Migrants Going North Now Risk Kidnappings - NYTimes.com: TECATE, Mexico — For 37 days, the Salvadoran immigrant was held captive in a crowded room near the border with scores of people, all of them Central Americans who had been kidnapped while heading north, hoping to cross into the United States. He finally got out in August, he said, after the Mexican Army raided the house in the middle of the night to free them.
“The army said: ‘Don’t run. We’re here to help you,’ ” recalled the migrant, a 30-year-old father of three who insisted that his name not be printed for fear of either being kidnapped again or deported. “I kept running.”
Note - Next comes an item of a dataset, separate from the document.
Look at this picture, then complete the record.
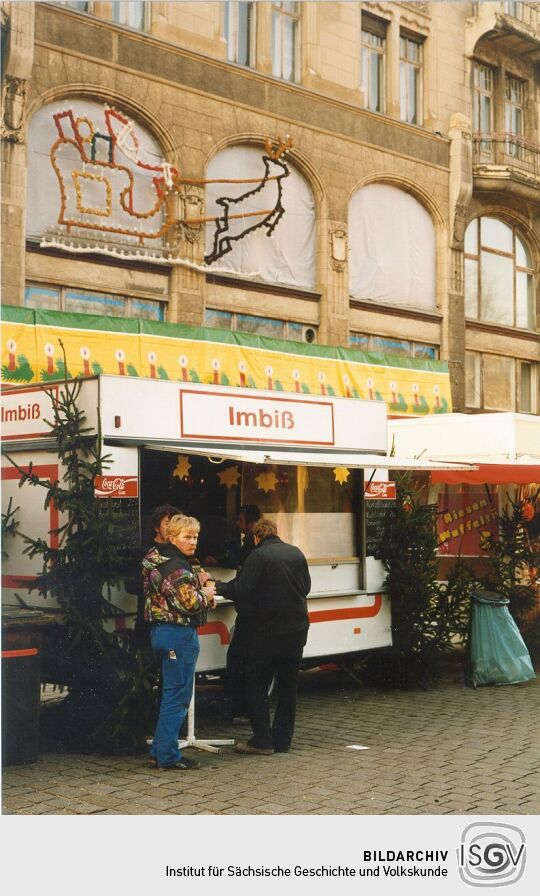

Getting to “el norte” has never been a cakewalk. Along with long treks through desert terrain, death-defying river crossings and perilous rides clinging onto trains, there have always been con men and crooked police officers preying on migrants along the way.
But Mexican human rights groups that monitor migration say the threats foreigners face as they cross Mexico for the United States have grown significantly in recent months. Organized crime groups have begun taking aim at migrants as major sources of illicit revenue, even as the financial crisis in the United States has reduced the number of people willing to risk the journey.
Kidnapping people for ransom is a pervasive problem in this country, although victims have typically been prosperous people with bank accounts that can be emptied at the nearest A.T.M., or those with relatives willing to hand over significant sums to save them.